Two articles on Dell’s supply chain.
Living in Dell Time by Joshua Lutz:
The aftershocks of the port closings reverberated for weeks. Many companies began to question the wisdom of running so lean in an uncertain world, and demand for warehouse space soared as they piled up buffer inventory to insure against labor unrest, natural disasters, and terrorist attacks. But for Dell, the episode only reinforced the value of living on the knife’s edge.
Inventory Decisions in Dell’s Supply Chain [the broken link was removed] by Roman Kapuscinski, Rachel Q. Zhang, Paul Carbonneau, Robert Moore and Bill Reeves:
Many components lose 0.5 to 2.0 percent of their value per week, and a supply chain packed with yesterday’s technology is nearly worthless.

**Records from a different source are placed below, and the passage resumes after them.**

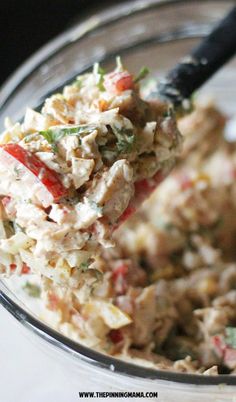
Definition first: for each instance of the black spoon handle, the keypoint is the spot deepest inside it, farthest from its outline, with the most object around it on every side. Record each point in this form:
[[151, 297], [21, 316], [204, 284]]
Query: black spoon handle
[[214, 51]]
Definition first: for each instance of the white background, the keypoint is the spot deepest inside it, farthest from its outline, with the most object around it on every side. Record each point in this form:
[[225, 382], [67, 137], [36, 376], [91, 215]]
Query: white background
[[26, 373]]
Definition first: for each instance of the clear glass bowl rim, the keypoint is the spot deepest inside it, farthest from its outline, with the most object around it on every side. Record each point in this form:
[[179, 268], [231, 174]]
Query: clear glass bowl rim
[[104, 18]]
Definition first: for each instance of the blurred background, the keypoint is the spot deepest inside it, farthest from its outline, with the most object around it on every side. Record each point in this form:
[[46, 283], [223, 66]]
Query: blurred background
[[25, 25]]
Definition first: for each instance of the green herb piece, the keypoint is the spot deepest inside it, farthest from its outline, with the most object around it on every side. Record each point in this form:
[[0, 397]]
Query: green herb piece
[[53, 135], [142, 74], [125, 139], [230, 338], [99, 74], [32, 290], [84, 266]]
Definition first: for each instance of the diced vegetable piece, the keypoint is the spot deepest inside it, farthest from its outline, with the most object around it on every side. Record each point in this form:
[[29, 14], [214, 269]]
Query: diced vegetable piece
[[15, 243], [118, 82], [116, 336], [46, 176]]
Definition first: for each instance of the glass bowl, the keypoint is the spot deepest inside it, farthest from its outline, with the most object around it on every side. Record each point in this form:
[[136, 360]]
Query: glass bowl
[[154, 33]]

With its direct sales, however, Dell carries very little inventory: the whole organization concentrates on speeding components and products through its supply chain. Dell delivers new products to market faster than its competitors and does not have to sell old products at a discount, because it has none.
Dell’s stock has been taking a beating recently, but I remain positive on the second to worst performer 10 stocks for 10 years post. Just over 6 months since the post Google leads the pack up 77% (Toyota is next up 27%) while Pfizer and Dell are down 19% and 17% respectively (the only other decliner is Cisco down .5%).